When Tonia had gleaned all she could, she insisted on being shown his equipment and asking if he would teach her to operate it, so that between them they could increase its hours on the air. Once she had his promise, she plunged into her plan for a village-and-camp newspaper.
'For God's sake,' he laughed when she paused to draw breath, 'not so fast! You'll choke yourself.'
She grinned back at him, engagingly. 'Never get in the way of a frustrated journalist who smells an outlet. You're apt to get run down.'
Liz Warner put her head round the door and asked: 'Could I have him back now, do you think? It's been two hours.'
Eileen stood in the cabin door, tasting the air of sunrise and finding it good. Nobody was yet up except for Greg on sentry patrol and very probably Peter out doing the round of his snares – but she turned aside from that thought; it was too lovely a morning to examine distress. She closed the cabin door behind her and walked.
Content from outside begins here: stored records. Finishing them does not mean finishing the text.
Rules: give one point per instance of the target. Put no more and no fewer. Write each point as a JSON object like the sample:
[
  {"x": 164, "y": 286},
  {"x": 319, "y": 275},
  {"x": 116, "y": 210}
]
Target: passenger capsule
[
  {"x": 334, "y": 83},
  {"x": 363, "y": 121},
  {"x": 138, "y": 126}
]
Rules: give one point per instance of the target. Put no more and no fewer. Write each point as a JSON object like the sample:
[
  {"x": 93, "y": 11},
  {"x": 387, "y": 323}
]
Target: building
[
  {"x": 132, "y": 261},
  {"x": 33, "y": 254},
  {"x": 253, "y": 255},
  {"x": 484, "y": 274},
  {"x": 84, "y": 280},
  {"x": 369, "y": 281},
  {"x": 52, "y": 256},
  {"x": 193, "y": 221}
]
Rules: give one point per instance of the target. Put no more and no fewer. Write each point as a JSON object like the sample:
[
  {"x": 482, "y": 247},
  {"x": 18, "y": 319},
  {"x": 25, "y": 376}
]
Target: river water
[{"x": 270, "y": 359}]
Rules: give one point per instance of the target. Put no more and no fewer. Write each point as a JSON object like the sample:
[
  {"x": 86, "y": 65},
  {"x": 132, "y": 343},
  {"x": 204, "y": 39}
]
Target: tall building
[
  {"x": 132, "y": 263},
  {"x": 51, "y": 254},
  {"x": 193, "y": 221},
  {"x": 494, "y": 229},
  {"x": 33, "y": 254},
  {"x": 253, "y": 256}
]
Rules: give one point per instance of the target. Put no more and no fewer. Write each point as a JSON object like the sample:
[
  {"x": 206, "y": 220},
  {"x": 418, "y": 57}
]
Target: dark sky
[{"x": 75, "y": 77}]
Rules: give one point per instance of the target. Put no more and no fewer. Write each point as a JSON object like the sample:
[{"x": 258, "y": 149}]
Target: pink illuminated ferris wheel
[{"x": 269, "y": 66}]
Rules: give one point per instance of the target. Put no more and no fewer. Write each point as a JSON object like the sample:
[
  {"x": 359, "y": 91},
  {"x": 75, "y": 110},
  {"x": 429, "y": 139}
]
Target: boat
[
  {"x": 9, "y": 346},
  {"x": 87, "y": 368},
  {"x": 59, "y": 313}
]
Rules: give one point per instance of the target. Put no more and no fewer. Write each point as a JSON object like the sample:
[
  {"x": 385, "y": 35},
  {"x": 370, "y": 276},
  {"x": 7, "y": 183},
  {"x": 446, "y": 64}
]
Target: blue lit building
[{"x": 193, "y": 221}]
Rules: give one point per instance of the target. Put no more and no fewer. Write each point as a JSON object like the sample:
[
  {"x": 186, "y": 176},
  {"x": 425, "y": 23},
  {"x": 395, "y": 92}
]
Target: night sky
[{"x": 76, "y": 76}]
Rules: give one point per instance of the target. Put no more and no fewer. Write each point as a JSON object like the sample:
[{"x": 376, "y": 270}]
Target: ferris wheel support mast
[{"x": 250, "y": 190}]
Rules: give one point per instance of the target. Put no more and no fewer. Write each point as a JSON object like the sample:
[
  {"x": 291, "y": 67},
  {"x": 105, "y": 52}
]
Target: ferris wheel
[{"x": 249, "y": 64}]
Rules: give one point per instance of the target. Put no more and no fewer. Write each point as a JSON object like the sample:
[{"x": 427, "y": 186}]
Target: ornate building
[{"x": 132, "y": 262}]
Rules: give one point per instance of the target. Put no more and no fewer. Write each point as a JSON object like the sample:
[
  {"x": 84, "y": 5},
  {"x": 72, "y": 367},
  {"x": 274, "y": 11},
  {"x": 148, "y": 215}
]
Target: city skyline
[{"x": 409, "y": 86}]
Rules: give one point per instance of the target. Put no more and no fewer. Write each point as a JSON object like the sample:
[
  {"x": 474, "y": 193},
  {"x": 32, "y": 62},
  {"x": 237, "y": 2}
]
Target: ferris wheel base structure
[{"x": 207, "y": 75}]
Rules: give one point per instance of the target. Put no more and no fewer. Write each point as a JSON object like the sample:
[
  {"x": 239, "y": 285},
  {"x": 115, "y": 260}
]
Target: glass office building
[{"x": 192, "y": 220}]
There had been some reshuffling of sleeping arrangements now that three family cabins were ready. Old Sally had moved in with Angie to share her motor caravan, which by now was cosily lagged and just right for the two older women, who had become close friends. Eileen and two unmarried girl newcomers, now joined by Miriam, had been allocated one of the family cabins which had promptly been dubbed the Spinster Shack. Since the oldest of them was twenty-four, they had taken no more than pretended offence at the name.
Although it was late October – only a few days to go to Samhain – the weather, apart from a couple of damp and chilly weeks at the end of September and beginning of October, had been exceptionally kind with temperatures over 15 degrees almost every day and mild nights. Dan, who had found a maximum-minimum thermometer in the greenhouse of one of the ruined houses in New Dyfnant which had been allocated to them for 'looting', and an old barometer in the kitchen (he wished it had been a barograph), kept daily records. He wondered out loud whether the world cataclysm had produced permanent climatic changes. Peter, for one, hoped not; he had no desire to see Wales or anywhere else for that matter lose its character, its evolved natural balance. Others, still only half-adjusted to rugged pioneering, were not so sure. If Wales goes sub-tropical,' Sam Warner said, 'that'll suit me fine. Nature will find a new balance. When interfering man is as thin on the ground as he is now, ecology has a chance to be self-adjusting.' The discussion was academic in any case; it would be years before any permanent changes became discernible from chance fluctuations.
This morning Eileen cared nothing for long-range climatology. It was enough that today's sky was soft and clear, that only the gentlest of breezes made sea-sounds in the treetops, that the ground was dry under her rubber sneakers and that she felt no need for a jacket over her sweater and jeans.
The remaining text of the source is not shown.